第5話「旅に誘ってみよう」
「今日は大量です」
メイはご機嫌で朝の日課である山菜摘みに励んでいた。命の恩人に、久しぶりに出会った心から信頼できる人物に、少しでも良い持て成しをしようと張り切っている。誰かの為に何かをしてあげる、こんなに楽しい気分は一年ぶりだ。
しかし、鼻歌を歌いながら山菜を摘んでいると不審な匂いが香ってきた。
警戒を強めながら様子を伺うと、そこには大剣と焦げた杖が転がっていた。戦闘の跡だろうか、足跡も幾つか残されている。
「見つかってしまったかも……」
武器が残されている理由はわからないが、家の位置がバレているかもしれない。
山賊や奴隷狩りはうまく撒いていたため、こんなに近くで形跡を見つけたのは初めてだ。
今思えば昨夜の奴隷狩りは不思議だった、初めて待ち伏せされたのだ。冷静に考えると、家から付けられていた可能性が高いかもしれない。
「結界も、もう無いですし」
先程、山菜を摘みながら結界域を見に行ったのだが、完全に消えていた。
「ここにはもう居られないですね」
旅立つ決意をする。しかし、色々な思いがこみ上げてくる。
「できれば、ユウトさんと一緒に……」
一人での旅は不安が多い。だが、そんなことよりも、彼との別れが寂しい。
妖狐族と言うだけで差別され、疎まれ、蔑まれて生きてきた。両親以外に救いの手を差し伸べてくれる者など居なかった。
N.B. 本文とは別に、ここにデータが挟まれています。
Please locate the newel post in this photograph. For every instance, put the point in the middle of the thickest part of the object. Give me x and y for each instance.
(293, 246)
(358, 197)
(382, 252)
そんな両親も亡くなり、一年もの間一人で生き抜いて改めて理解した。この世界に自分の味方など一人もいないと言うことを。
しかし、彼は手を差し伸べてくれた。
何か裏があるのではないか、何を企んでいるのか、[嗅覚向上]のスキルを全力で発動し、嘘の匂いを必死で嗅ぎ取ろうとした。
何の下心も無く自分に近づいてくる者などいるはずが無い。何の利益もなく手を差し伸べてくれる者などいるはずが無い。この世界に自分の味方などいるはずが無い!
しかし、彼は違った。
嘘は一つも言っていなかった。
異世界で死に、この世界に転生したばかりというとんでもない経験をしながら、まだ自分のことだけで精一杯なはずなのに、不安で一杯なはずなのに、助けてくれた。
いつの間にか彼の人柄の良さに心を許し、家の場所も教え、魔術も教え、一緒に食事をしていた。誰かとの食事など一年ぶりだ、食事中、少し涙が出た。
やはり、一緒に行きたい。
しかし、共に旅をするなら隠し事はできない。妖狐族の真実を話す必要があるだろう。
「全部話して誘ってみましょう、ダメなら仕方ないですが、誘わずに後悔するよりは全然良いです!」
改めてそう決意し、小走りで家へと戻る。不安はあるが、ひとまず、彼との朝食が楽しみだ。
◇
朝起きるとメイがいない、だが、机の上には置き手紙があった。
『山菜を摘みに行ってきます、すぐに戻ります。朝食は期待してください。』
ひとまず安心した、しかし、それと同時に疑問が生まれる。
「ステータスカードの時もそうだったけど、文字が読めてる?」
翻訳されて頭に入ってくる感覚では無い、完全に文字や単語の意味が理解でき、読むことができる。
まるでーーー
「体が覚えてるみたいだ」
置き手紙の横にある羽ペンで自分の名前を書いてみる。
書ける。日本語ではない、多分この世界の文字だろう。読むだけで無く書くこともできるみたいだ。
疑問ではあるが、むしろラッキーに思う。これなら自立してもなんとかやっていけそうだ。
「自立……か」
昨夜、メイに魔術を教わりながらもずっと考えていた。いつかは旅立ち、自立しなければいけないと。
不安は尽きない、メイの話で自分がそれなりに強いことは分かったが、それだけで生きていけるはずがない。この世界の習慣やルールも知らない。そもそも一文無しだ。
「そういえば結界って、もう完全になくなったのか?」
メイは結界のおかげで逃げ切れていると言っていた。結界が無くなったとしたら、メイはどうするのだろうか?
「できれば、メイと一緒に……」
命の恩人だからと言ってお世話になりすぎている。これ以上頼るのも気がひける。それでも、旅に出るならメイも付いてきてくれると嬉しい。
「誘ってみよう、ダメだとしても誘わずに後悔するよりはマシだし!」
決意を固め、メイの帰りを待つ。ひとまず、朝食を楽しみにしよう。